In the currency market, the dollar was broadly weak and fell 0.3% against the yen to 113.49 yen. It was down 3.1% so far this month, after three straight months of sizable gains.

The Japanese currency showed no reaction after the Bank of Japan kept its policy on hold, as expected. A string of recent data has suggested the economy is slowly regaining traction.

The euro edged up to $1.0710, consolidating after its rebound this month from its 14-year low of $1.0340 set on Jan. 3.

In a possible sign of increased anxiety among investors, the safe-haven Swiss franc strengthened to a seven-month high of 1.0637 franc per euro on Monday.

Worries are also growing about a political shift to populist leaders in Europe.

French bond yields rose to the highest level since September 2015, on rising uncertainty over the Presidential election later this year.

Conservative leader Francois Fillon, seen as the front-runner, is now battling to contain a scandal over allegedly unlawful payments to his wife while the Socialists on Sunday picked a hard-left candidate, possibly helping popular far-right leader Marine Le Pen.

Italian debt yields climbed to 1 1/2-year highs partly as early elections could be called following a ruling from the country’s constitutional court last week.

Italian assets have also been hit by worries over its banking sector after UniCredit, the country’s biggest bank, revealed on Monday it expects to book a net loss of around 11.8 billion euros ($12.6 billion) for 2016 and fall short of European Central Bank capital requirements.

By contrast, the yield on German debt fell on Monday even as data showed inflation in Germany hit a 3 1/2-year high in January.

News that Germany posted a national inflation rate of 1.9% stoked talk of an unwinding of monetary stimulus by the ECB, even though the inflation outcome was below expectations.

Elevated uncertainty about Trump’s policies, including a lack of detail so far on his plans for tax cuts and fiscal spending, offset optimism on the U.S. economy.
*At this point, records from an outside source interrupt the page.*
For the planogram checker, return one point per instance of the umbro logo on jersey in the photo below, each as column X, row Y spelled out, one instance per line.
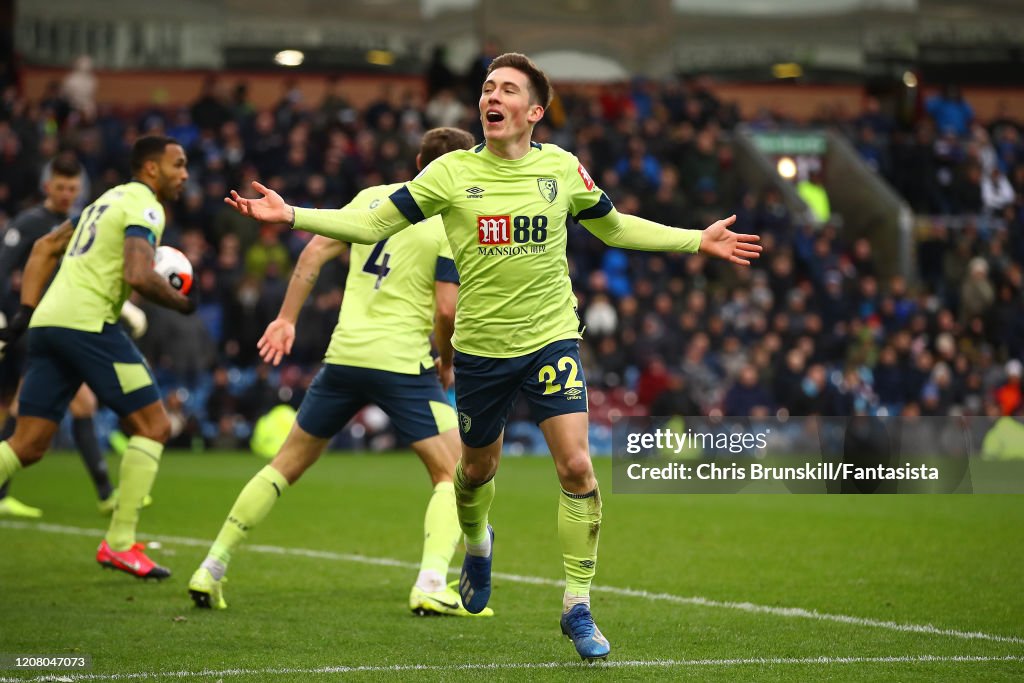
column 493, row 229
column 548, row 187
column 585, row 176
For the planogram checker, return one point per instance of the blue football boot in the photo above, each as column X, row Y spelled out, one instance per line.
column 578, row 624
column 474, row 584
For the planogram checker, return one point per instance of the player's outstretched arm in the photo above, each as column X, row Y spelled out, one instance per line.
column 269, row 208
column 280, row 334
column 42, row 261
column 445, row 295
column 141, row 278
column 365, row 227
column 617, row 229
column 718, row 241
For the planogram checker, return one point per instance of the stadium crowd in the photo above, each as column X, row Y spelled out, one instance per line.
column 812, row 329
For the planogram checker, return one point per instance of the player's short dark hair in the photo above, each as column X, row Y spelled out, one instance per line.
column 540, row 86
column 148, row 147
column 66, row 166
column 439, row 141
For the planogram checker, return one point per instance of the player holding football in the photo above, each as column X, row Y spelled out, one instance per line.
column 505, row 205
column 61, row 188
column 74, row 336
column 379, row 353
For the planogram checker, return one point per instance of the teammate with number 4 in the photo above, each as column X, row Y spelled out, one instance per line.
column 505, row 205
column 379, row 353
column 74, row 336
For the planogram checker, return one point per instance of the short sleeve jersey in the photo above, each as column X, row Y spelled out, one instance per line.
column 387, row 313
column 89, row 289
column 506, row 222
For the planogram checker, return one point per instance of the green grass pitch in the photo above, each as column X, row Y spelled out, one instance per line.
column 722, row 588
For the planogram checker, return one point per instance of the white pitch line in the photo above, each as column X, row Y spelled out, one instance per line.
column 787, row 612
column 577, row 666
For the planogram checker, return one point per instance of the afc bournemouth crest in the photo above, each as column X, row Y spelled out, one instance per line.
column 548, row 187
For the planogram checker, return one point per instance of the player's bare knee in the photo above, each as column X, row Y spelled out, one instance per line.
column 576, row 471
column 477, row 472
column 158, row 429
column 83, row 404
column 30, row 451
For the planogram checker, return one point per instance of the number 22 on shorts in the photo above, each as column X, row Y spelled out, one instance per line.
column 548, row 376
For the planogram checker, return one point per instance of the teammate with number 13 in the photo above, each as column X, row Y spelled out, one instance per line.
column 74, row 336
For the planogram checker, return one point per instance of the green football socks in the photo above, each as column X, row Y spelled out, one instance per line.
column 473, row 503
column 138, row 471
column 250, row 509
column 579, row 530
column 440, row 538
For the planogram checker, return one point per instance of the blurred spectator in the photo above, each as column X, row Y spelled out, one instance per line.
column 267, row 256
column 1009, row 395
column 996, row 193
column 950, row 112
column 977, row 294
column 812, row 190
column 80, row 88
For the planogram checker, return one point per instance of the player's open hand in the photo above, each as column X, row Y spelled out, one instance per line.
column 718, row 241
column 276, row 341
column 269, row 208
Data on Monday showed U.S. consumer spending accelerated in December while inflation showed some signs of picking up last month.

The core PCE price index, the Federal Reserve’s preferred inflation measure, rose 1.7% on a year-on-year basis after a similar gain in November.

“We’ve seen a jump in U.S. economic sentiment after Trump’s victory. But the improvement in hard economic data remains moderate,” said Haruka Kazama, senior economist at Mizuho Research Institute.

“And if Trump takes more steps to limit permits for immigrants, that would surely boost inflation as the U.S. is now near a full employment,” she added.

The Federal Reserve, which will start its two-day policy meeting on Tuesday, is widely expected to keep interest rates unchanged as it awaits greater clarity on Trump’s economic policies.

Oil prices dipped as rising U.S. drilling activity offset efforts by OPEC and other producers to cut output in a move to prop up the market.

Brent crude futures, the international benchmark for oil prices, were trading at $55.14 per barrel, down 0.2% from Monday’s settlement price.